More murmurs. Shocked faces. The pack had suspected something was wrong, but hearing it stated so baldly made it real.

“The twin bond—” Elder Edith started.

“Is parasitic,” I cut her off. “Lyla’s wolf is weak. Has always been weak. So the bond compensated by stealing my strength. She knew. She’s known for years.” I turned my gaze to my sister. “Didn’t you, Lyla?”

Lyla’s face crumpled. “I didn’t want to. Lira, I swear I didn’t—”

“But you did anyway. You stole my power, then you stole my mate. Used blood magic to sever my bond with Drake and trick him into marking you instead.” I pulled out the vial I’d brought—filled with the remnants of the tea Lyla had given me, preserved by vampire magic. “Elder Edith. Test this. You’ll find wolfsbane, honey, and blood magic. All designed to suppress my wolf and break my mate bond.”

The elder took the vial with trembling hands. The pack’s reaction was immediate—shocked gasps, angry snarls, pack members backing away from Lyla like she carried plague.

Drake stared at her. “You didn’t. Tell me you didn’t.”

“I had to,” Lyla sobbed. “You don’t understand—my wolf was dying. The bond with Lira wasn’t enough anymore. I needed something stronger, something that could sustain me. A mate bond—”

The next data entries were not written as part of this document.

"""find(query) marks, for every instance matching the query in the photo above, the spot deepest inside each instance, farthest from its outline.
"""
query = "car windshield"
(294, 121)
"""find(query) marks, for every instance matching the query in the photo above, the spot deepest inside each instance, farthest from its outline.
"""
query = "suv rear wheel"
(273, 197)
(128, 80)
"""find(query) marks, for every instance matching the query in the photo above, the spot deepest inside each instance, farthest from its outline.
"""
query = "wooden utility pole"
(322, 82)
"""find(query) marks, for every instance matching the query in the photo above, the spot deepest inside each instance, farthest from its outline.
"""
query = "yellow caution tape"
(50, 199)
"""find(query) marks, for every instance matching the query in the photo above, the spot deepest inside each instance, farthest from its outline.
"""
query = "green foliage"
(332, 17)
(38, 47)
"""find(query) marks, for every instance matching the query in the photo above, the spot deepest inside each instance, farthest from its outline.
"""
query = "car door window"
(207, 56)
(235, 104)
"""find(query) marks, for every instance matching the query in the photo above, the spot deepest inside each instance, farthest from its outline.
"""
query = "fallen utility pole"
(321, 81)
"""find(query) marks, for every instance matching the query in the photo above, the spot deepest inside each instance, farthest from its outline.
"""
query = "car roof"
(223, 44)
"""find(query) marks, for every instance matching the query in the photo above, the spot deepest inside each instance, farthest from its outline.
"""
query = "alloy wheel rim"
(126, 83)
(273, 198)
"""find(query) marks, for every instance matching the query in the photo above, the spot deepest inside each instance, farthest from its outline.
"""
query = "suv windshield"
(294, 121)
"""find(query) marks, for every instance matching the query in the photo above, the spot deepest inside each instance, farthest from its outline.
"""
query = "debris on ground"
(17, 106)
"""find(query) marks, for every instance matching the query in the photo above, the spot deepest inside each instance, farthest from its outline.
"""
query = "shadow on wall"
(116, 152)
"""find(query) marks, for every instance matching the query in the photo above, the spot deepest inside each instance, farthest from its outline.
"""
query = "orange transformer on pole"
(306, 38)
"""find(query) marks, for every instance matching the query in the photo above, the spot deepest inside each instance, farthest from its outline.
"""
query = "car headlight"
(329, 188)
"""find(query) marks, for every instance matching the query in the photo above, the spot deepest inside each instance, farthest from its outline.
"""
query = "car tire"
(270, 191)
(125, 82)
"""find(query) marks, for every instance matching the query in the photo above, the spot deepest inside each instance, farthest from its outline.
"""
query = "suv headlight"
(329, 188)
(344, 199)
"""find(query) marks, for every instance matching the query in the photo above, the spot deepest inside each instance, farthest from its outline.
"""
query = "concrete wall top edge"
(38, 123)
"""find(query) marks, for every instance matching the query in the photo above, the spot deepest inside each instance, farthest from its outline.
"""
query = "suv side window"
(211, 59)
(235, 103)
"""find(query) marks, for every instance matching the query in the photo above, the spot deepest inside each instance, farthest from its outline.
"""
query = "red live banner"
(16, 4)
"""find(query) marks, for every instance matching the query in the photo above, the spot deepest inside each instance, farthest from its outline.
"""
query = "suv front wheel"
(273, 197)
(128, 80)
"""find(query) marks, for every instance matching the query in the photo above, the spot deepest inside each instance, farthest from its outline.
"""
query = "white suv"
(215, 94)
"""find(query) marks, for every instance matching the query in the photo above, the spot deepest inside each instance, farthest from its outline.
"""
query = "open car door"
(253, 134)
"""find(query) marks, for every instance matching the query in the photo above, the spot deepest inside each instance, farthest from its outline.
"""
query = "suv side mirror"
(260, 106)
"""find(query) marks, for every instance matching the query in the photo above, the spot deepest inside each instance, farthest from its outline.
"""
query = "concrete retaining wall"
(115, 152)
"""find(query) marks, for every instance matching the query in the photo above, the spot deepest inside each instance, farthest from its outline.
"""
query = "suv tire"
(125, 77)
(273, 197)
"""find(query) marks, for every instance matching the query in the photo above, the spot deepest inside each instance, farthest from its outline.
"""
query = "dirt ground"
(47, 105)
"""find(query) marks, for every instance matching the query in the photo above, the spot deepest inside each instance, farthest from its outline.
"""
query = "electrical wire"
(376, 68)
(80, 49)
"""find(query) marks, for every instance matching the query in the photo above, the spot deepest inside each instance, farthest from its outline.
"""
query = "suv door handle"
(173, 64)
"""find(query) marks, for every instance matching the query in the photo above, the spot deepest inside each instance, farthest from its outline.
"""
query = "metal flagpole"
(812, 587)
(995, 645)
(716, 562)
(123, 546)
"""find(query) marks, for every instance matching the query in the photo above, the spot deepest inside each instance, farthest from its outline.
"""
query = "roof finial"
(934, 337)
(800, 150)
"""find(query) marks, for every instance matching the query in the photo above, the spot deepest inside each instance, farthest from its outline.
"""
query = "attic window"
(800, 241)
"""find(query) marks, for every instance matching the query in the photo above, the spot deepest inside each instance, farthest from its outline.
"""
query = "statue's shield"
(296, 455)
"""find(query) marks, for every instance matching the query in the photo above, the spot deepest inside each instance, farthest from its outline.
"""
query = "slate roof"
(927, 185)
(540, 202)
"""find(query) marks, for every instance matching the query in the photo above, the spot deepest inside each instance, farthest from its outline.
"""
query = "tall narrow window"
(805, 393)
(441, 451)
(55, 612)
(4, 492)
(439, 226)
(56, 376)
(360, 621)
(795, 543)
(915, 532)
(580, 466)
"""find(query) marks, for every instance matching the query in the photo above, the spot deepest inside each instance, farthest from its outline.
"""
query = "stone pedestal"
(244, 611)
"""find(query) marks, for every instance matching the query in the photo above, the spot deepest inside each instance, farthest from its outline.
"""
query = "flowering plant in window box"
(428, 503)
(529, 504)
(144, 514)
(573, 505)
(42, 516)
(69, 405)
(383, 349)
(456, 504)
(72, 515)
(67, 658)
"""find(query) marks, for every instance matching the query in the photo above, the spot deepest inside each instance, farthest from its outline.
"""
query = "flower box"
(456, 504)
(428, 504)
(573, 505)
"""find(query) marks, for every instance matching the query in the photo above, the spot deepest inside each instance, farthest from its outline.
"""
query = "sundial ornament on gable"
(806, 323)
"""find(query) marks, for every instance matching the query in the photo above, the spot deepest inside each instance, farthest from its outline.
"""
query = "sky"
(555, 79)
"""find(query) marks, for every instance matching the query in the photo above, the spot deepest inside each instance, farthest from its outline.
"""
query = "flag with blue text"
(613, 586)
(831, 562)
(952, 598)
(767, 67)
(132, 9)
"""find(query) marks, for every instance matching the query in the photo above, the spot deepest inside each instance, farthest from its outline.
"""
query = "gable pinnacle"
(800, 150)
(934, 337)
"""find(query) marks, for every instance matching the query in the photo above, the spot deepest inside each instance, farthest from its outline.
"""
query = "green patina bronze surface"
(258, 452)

“So you stole mine?” I stepped closer, and Kaian moved with me, a cool presence at my back. “You poisoned me. Broke the most sacred bond a wolf can have. Watched me suffer and said nothing.”

“I’m sorry!” Lyla collapsed to her knees, too weak to stand. “I’m so sorry, Lira. I was desperate and scared and I thought—I thought if I could just bond with Drake, I’d be strong enough to survive on my own. But it didn’t work and now I’m dying and I don’t—I don’t know how to fix it.”

Silence fell over the clearing. Two hundred wolves waited to see what I’d do. Whether I’d show mercy or let my twin die.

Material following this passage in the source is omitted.